Tool	First met	Purpose
DVLA harness (`virtus-llm-owasp`)	Module 2	Academy's deliberately-vulnerable LLM application; 9-model regression baseline
Multi-substrate exploit-chain runner	Module 5	Runs exploit across DVLA + Virtus OS in one harness
Attack-narrative documentation template	Module 5	Standard format for adversarial reports at coordinated-disclosure quality
TransformerLens	Module 4.5	Mechanistic-interpretability library; activation hooks, attention patterns, interventions
Neuronpedia	Module 4.5	Community SAE feature dashboards for Llama-2-7B and related models
PyTorch activation-steering scaffold	Module 4.5	RepE / ActAdd / steering-vector-addition reference implementation
Booster (ICLR 2025 oral)	Module 7.5	Safety-aware fine-tuning defense recipe; attenuates harmful perturbation
HarmBench harness	Module 7.5	Standardized evaluation; 400 behaviors × 7 risk categories; reused from AI-201 at depth
Adversarial-example crafter	Module 10	FGSM + PGD perturbation crafting against image classifiers
9-model regression runner	Module 3	Reused from AI-201 with DVLA-specific customization for L3-regression
Threat-actor capability matrix	Module 11	Maps AI-301 attacks to threat-actor tiers; cross-referenced against RSP v3.0 + DeepMind FSF
RSP-style capability-eval scaffold	Capstone (Track C)	Mirrors Anthropic's pre-deployment evaluation protocol
Substrate-language mapping tool	Module 1	30+ row vulnerability map; literalized post-Module-4.5 with SAE-feature entries

Architecture Comparison Sidebars

Each module pairs a substrate-level design choice against its language-level cousin. AI-301 uses this sidebar pattern at capstone depth -- the sidebars are not background color; they are the pedagogical core.

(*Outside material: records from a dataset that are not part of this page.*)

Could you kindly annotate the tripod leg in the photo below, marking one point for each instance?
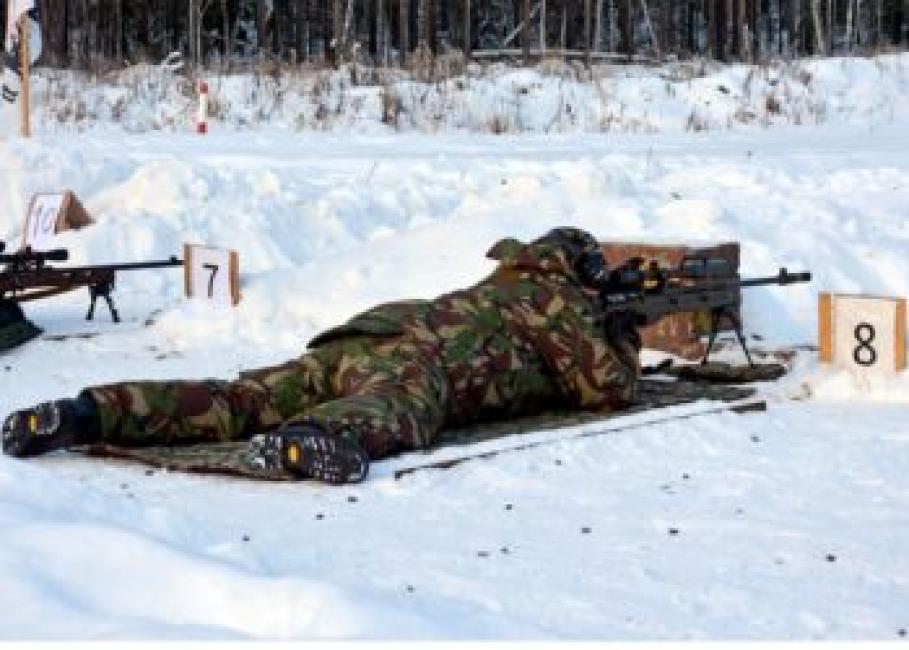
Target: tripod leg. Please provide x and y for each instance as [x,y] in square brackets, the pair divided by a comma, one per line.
[91,307]
[113,310]
[741,336]
[714,331]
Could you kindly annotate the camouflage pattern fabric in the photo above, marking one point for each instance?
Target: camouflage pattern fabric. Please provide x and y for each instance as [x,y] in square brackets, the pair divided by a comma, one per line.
[230,458]
[15,328]
[522,340]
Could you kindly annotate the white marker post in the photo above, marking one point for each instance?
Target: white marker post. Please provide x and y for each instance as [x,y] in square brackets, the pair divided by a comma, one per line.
[212,274]
[25,95]
[863,333]
[202,121]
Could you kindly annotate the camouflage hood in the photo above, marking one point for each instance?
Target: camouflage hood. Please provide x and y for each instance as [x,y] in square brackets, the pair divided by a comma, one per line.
[543,255]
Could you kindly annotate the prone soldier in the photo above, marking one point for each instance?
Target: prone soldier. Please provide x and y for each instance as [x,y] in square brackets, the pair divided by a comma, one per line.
[525,338]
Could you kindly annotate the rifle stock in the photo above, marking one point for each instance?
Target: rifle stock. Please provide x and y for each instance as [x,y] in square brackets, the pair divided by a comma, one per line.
[26,276]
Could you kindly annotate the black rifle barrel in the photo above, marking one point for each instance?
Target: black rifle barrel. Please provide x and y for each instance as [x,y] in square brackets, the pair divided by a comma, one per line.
[56,255]
[783,277]
[129,266]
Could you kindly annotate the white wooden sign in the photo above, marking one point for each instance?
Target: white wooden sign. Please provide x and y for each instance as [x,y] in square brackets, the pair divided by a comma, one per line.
[865,333]
[212,274]
[41,221]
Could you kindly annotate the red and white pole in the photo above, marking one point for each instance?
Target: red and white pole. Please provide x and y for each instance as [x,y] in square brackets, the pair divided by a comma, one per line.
[202,121]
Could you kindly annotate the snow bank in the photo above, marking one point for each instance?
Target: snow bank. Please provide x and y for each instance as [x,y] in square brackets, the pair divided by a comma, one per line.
[551,98]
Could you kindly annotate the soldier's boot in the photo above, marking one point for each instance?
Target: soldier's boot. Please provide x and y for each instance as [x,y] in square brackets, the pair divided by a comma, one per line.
[308,452]
[50,426]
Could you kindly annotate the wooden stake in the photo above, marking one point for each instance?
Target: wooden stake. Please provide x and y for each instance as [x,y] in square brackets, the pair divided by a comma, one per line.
[543,29]
[467,35]
[24,95]
[587,23]
[525,30]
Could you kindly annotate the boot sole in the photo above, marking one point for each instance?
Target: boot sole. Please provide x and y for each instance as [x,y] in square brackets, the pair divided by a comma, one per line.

Module	Substrate side	Language side
1	W^X / ASLR / canaries / CFI	Prompt isolation / context-window isolation / output guards / tool-calling constraints
2	Stack overflow: what happens when ret addr is overwritten	Prompt injection: what happens when system prompt boundary is overwritten
4.5	Memory word at address X: corrupt it, change behavior	SAE feature at node X: clamp it, change behavior
5	ROP: chain gadgets to build arbitrary compute	Tool-chain hijack: chain tool calls to build arbitrary capability
6	void* cast: compiler loses type; runtime crashes or executes arbitrary code	LLM string output: no type; downstream code processes as trusted instruction
7	Cache timing: Flush+Reload leaks memory-access pattern	Latency timing: inter-token delay leaks reasoning pattern
7.5	Firmware update supply chain: malicious image bypasses secure boot	Fine-tuning supply chain: malicious examples bypass RLHF alignment
8	Defense layers: W^X + ASLR + canaries + CFI = 4 independent barriers	Defense layers: isolation + validation + monitoring + human-in-the-loop = 4 independent barriers

v0.1 Scope Note

v0.1 shipped Modules 1-7.5 (the substrate-language thesis arc, through fine-tuning attacks), Labs 2.1-7.5 (7 graded labs), CAPSTONE.md, and INSTRUCTOR-GUIDE.md (Modules 1-7.5 full depth). v0.2 completed Modules 8-12, the remaining labs, and the full INSTRUCTOR-GUIDE extension; all are live in this classroom.